Untuk anak berprestasi seperti dia, duduk di paling belakang kelas adalah sebuah penghinaan.
Rasakan! Siapa suruh memilihku sebagai teman semeja?
Aku tidak lagi melihat wajah masamnya, lebih memilih tidur dengan meletakkan kepala di atas tangan yang terlipat. Tidak lupa mengenakan tudung hoodie-ku, dan memasang earphone yang tersambung ke ponsel. Aku tidak ingin mendengar omelannya. Kurasa dia sudah mencak-mencak di depan sana.
Dia si protagonis, sang heroine. Kanaya Mutia. Memiliki tinggi 165 cm, berat 45 kg, kulit putih bagai batu pualam murni, bibir ranum semerah ceri, hidung mancung, wajah oval, bulu mata lentik, netra cokelat terang mirip almond, alis segaris yang hitam, rambut hitam lurus sebahu, berponi, leher jenjang, kaki mulus cantik, dan tangan dengan jemari panjang. Dia sangat cantik bagai seorang dewi. Kecantikan itu dilengkapi dengan sifatnya yang ramah, peduli dan penyayang. Semua orang menyukainya, baik lelaki maupun perempuan.
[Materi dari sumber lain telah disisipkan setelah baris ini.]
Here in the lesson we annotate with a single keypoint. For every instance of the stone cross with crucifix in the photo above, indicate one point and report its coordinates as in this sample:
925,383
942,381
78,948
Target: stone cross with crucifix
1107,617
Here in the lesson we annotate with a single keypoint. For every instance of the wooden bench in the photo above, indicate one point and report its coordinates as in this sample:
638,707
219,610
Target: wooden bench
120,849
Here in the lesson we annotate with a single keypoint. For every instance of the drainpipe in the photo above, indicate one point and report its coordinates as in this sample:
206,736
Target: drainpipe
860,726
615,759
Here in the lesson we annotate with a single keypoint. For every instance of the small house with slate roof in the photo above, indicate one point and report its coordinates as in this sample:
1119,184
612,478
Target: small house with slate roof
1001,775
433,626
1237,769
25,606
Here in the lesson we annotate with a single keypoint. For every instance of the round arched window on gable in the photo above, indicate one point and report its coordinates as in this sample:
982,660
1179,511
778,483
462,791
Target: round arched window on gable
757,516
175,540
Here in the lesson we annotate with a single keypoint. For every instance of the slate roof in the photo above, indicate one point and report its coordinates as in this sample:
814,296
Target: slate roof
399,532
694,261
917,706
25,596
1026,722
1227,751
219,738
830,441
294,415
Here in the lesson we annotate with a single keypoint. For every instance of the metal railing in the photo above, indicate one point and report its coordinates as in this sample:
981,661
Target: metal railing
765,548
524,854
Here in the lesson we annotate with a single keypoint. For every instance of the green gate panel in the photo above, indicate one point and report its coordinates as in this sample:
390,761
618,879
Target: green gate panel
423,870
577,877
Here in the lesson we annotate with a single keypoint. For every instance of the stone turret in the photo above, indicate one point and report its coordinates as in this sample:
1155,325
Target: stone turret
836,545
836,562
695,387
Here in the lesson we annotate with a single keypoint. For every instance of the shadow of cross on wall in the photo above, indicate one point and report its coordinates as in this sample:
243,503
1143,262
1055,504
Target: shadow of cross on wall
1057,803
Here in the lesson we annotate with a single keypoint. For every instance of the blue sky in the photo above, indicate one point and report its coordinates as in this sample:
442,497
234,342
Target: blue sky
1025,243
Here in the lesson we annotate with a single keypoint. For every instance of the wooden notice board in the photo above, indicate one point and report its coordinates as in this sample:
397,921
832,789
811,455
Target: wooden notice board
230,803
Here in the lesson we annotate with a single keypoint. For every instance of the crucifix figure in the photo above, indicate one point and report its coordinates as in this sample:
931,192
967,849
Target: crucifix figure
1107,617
Aku pertama kali bertemu denganya saat usia tujuh tahun, lewat pernikahan ibuku dan ayahnya. Dia kakak tiriku. Seperti dalam kisah-kisah senja kala, dua saudara tiri pastilah tidak akur. Begitu pula kami pada awalnya, sampai setahun setelah pernikahan kedua orangtua kami, Naya mendorongku menjauh dari mobil yang hampir menabrakku. Pada proses menyelamatkanku itu nyawa Naya dipertaruhkan, dan dia koma selama satu hari. Sejak itu, kebahagiaan Naya menjadi prioritas utamaku.